The inside of the case is painted with the same finish as the outside - a matte, durable black finish. A relief that I quickly noticed once opening the case is that there is a heatsink access hole in the motherboard tray. I always spend a lot of time on wire management. Sometimes if I use a heatsink that mounts directly to the motherboard, I'm going to be reluctant to have to redo the wire management just to change a heatsink. Removing the motherboard can be necessary to do this if there is no access hole in the tray. As well as the access hole, another good feeling is the loads of space between the hard drive cage and the edge of the case. This makes a great place to tuck wires in the case.

 

 

 

 

 

 

 

 

 

 

 

 

 

 

 

 

 

 

A close up of the bottom rear of the case shows a clear look at the PSU mounting bracket and intake vent. The metal piece attached at the bottom on top of the vent is used as a stand-off for the PSU, relieving some of the stress on the back plate. It has to be moved for some power supplies, which requires removing two screws underneath the case. The rear left shows the two fans - the 120mm rear exhaust and the 200mm blue LED intake fan on the top.
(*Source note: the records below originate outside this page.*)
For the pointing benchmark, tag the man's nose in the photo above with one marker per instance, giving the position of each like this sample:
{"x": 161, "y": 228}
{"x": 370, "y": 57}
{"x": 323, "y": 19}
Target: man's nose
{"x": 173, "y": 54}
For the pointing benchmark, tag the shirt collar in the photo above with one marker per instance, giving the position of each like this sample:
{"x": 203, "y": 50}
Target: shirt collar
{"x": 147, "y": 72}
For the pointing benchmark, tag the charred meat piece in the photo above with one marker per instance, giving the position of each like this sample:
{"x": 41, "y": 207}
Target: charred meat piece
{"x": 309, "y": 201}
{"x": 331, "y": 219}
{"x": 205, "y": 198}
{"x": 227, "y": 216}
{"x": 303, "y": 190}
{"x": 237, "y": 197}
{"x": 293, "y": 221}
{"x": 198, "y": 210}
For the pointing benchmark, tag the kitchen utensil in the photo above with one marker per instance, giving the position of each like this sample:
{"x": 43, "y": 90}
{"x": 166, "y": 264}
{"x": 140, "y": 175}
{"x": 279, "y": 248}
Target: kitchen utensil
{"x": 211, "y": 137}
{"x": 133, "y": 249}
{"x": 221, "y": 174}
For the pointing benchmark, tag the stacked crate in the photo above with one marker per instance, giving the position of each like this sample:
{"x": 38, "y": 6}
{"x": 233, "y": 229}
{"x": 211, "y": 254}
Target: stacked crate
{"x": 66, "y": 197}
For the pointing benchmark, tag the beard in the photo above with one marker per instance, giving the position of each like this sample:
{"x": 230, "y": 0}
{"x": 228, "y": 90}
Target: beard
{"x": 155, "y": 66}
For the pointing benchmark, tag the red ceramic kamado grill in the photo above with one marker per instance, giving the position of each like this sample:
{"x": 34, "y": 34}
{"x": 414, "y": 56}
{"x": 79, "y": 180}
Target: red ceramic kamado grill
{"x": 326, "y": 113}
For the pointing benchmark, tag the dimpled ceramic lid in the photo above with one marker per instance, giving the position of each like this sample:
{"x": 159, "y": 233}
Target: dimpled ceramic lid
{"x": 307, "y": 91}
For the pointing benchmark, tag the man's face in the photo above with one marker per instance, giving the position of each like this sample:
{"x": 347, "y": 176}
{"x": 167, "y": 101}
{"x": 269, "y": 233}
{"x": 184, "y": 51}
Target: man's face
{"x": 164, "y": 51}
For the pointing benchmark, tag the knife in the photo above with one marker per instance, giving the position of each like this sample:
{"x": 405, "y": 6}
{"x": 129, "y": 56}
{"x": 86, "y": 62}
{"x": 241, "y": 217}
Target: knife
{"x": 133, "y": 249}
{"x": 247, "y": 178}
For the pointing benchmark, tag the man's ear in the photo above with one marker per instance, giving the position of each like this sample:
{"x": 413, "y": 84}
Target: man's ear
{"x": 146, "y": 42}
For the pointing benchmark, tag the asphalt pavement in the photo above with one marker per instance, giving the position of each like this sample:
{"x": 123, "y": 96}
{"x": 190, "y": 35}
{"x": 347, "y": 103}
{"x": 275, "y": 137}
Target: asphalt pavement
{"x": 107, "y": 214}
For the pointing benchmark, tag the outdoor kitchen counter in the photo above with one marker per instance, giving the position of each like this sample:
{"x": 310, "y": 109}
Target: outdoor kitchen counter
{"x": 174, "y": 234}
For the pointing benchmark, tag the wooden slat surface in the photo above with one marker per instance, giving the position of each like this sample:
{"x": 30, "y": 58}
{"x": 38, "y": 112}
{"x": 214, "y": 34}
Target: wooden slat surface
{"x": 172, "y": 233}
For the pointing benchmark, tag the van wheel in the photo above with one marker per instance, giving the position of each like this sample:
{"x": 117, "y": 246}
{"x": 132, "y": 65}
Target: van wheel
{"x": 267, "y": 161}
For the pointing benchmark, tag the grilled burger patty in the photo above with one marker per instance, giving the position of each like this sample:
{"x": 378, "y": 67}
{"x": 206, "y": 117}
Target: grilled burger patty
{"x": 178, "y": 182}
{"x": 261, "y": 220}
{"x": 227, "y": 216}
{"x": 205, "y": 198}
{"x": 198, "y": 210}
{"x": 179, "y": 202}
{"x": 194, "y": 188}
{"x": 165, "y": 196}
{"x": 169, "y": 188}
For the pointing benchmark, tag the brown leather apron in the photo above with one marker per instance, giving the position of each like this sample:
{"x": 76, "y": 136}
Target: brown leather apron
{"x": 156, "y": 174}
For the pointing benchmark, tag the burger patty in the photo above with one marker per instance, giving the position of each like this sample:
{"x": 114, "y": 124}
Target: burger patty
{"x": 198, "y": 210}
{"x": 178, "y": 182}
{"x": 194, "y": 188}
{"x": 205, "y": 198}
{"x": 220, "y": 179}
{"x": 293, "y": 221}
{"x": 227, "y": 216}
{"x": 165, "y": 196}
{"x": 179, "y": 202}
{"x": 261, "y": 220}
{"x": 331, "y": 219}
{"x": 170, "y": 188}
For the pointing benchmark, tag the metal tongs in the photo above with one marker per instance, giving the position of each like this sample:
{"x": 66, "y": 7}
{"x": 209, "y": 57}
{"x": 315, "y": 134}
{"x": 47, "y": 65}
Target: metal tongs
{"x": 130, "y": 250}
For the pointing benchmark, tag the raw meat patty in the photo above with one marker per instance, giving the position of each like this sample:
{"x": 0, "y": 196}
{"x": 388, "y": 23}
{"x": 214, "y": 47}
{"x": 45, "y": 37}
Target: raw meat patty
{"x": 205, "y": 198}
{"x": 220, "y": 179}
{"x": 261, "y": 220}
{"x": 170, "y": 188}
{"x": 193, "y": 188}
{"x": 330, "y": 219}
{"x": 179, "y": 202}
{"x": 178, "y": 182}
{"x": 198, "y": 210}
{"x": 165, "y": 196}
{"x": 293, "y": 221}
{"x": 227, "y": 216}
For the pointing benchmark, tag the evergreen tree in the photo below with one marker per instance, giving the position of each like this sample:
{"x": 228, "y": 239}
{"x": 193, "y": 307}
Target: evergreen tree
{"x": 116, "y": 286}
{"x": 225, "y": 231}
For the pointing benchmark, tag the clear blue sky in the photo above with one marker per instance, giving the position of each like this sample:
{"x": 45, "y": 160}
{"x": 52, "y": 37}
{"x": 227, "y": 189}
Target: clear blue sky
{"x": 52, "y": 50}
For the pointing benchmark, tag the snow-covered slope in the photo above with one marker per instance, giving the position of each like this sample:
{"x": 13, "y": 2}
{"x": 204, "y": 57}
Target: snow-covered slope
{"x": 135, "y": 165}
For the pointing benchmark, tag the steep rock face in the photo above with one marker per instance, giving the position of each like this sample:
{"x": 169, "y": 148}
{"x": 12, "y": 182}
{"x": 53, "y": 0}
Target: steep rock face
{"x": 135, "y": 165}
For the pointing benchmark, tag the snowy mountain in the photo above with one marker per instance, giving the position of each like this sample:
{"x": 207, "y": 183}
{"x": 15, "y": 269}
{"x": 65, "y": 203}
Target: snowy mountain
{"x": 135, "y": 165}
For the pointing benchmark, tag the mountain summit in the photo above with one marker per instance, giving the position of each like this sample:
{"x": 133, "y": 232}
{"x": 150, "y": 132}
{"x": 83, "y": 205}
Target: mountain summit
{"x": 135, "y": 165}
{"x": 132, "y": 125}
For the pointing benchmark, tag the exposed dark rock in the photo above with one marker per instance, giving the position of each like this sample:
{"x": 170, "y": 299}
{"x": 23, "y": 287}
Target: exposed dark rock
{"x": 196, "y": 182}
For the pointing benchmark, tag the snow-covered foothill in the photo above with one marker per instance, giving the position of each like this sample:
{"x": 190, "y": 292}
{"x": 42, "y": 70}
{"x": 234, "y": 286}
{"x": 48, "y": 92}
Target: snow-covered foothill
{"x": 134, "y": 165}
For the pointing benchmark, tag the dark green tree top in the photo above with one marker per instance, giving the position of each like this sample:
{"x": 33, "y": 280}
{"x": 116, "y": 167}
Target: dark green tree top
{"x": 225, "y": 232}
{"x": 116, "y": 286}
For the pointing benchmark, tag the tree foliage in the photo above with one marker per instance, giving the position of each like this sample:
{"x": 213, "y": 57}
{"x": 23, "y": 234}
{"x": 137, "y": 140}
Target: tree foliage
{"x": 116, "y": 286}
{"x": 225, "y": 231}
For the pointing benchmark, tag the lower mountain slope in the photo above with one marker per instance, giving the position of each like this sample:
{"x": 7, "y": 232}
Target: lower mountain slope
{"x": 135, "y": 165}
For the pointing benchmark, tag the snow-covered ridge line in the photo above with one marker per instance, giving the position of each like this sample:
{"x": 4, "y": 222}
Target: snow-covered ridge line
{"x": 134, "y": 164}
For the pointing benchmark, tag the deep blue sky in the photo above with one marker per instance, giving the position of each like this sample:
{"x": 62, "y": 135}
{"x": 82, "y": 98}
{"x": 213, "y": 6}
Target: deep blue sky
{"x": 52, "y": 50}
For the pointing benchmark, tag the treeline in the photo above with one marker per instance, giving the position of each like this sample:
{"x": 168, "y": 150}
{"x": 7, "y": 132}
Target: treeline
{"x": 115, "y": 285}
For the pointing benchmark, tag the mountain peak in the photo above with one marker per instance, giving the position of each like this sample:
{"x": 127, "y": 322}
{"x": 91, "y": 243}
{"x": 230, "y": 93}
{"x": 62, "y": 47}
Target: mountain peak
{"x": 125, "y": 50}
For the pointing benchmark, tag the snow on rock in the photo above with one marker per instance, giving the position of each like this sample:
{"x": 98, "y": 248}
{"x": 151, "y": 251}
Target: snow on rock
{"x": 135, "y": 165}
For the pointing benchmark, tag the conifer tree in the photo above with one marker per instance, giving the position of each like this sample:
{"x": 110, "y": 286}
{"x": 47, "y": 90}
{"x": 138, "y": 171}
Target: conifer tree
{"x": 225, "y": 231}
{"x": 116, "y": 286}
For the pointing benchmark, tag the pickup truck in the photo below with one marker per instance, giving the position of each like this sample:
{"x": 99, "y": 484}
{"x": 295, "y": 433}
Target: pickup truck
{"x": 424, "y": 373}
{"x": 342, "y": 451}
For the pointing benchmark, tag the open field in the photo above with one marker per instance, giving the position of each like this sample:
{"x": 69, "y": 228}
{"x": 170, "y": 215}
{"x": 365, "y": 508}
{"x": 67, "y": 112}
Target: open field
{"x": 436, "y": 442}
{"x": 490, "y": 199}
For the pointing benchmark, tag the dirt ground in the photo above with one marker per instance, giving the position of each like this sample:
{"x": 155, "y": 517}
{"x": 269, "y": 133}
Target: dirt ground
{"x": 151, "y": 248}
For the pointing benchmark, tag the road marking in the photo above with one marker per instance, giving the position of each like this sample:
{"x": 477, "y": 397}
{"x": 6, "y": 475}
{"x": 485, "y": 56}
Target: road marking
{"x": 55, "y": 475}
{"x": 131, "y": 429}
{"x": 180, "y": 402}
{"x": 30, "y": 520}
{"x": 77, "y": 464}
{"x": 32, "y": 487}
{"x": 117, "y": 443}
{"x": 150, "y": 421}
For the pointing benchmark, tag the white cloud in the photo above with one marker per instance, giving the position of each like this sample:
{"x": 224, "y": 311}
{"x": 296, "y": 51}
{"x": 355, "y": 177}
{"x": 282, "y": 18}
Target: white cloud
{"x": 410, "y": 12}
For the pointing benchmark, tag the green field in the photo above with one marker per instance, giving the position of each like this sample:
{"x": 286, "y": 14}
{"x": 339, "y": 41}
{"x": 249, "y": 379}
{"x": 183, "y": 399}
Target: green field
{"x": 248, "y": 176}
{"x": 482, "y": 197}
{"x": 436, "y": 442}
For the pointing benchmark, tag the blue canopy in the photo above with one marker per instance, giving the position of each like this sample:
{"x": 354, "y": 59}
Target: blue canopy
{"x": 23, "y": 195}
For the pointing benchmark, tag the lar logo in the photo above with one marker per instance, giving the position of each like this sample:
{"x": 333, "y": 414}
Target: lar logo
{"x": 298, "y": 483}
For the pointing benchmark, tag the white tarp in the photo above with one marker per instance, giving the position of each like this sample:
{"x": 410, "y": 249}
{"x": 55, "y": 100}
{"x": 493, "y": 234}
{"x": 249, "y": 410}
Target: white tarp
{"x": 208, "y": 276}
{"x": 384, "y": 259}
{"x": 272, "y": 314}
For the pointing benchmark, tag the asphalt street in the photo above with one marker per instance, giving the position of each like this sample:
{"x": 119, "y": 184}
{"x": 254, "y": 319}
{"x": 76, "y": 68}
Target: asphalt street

The hard drive cage, capable of housing six 3.5" drives, can be fount bottom front and the three 5.25" external bays can be found at the top front. I will explain the tool-less setup next.

 

 

 

The tool-less mounting system works as a simple hinge with pegs on it that secure the 5.25" devices in place. The hinge clips down and can be unfastened by pulling inward on them. I wanted to provide some extra shots of the large amount of space behind the hard drive cage. This case has some of the most room back here I have seen, and can make wire management much easier.

 

 

 

As you've probably learned, there are three provided fans with this case. The front 120mm clear blue LED front intake and the 120mm rear exhaust fan both run off of 12V and what is labeled to be 0.3A. The rear exhaust uses a 3-pin motherboard header, while the top exhaust uses a 4-pin Molex connector. The 200mm top exhaust fan also has blue LEDs, uses a 4-pin Molex connector, and pulls 12V at a labeled 0.2A. The fans are comfortably quiet and aren't a nuisance.

 

 

 

The headers for the four USB ports, eSATA port, headphone and microphone jack, and the front panel buttons and lights are shown below. The cable length is more than enough by about ten inches.  I just rolled up the excess and stuck it behind the hard drive cages.

 

After getting the computer installed in the Armor A90, I am pleased with the way the case's black color complements the rest of the components. Now that the computer is set up and ready to go, it's almost time to get it tested. The next page will contain manufacturer specifications as well as a compiled list of its features, followed by the test results.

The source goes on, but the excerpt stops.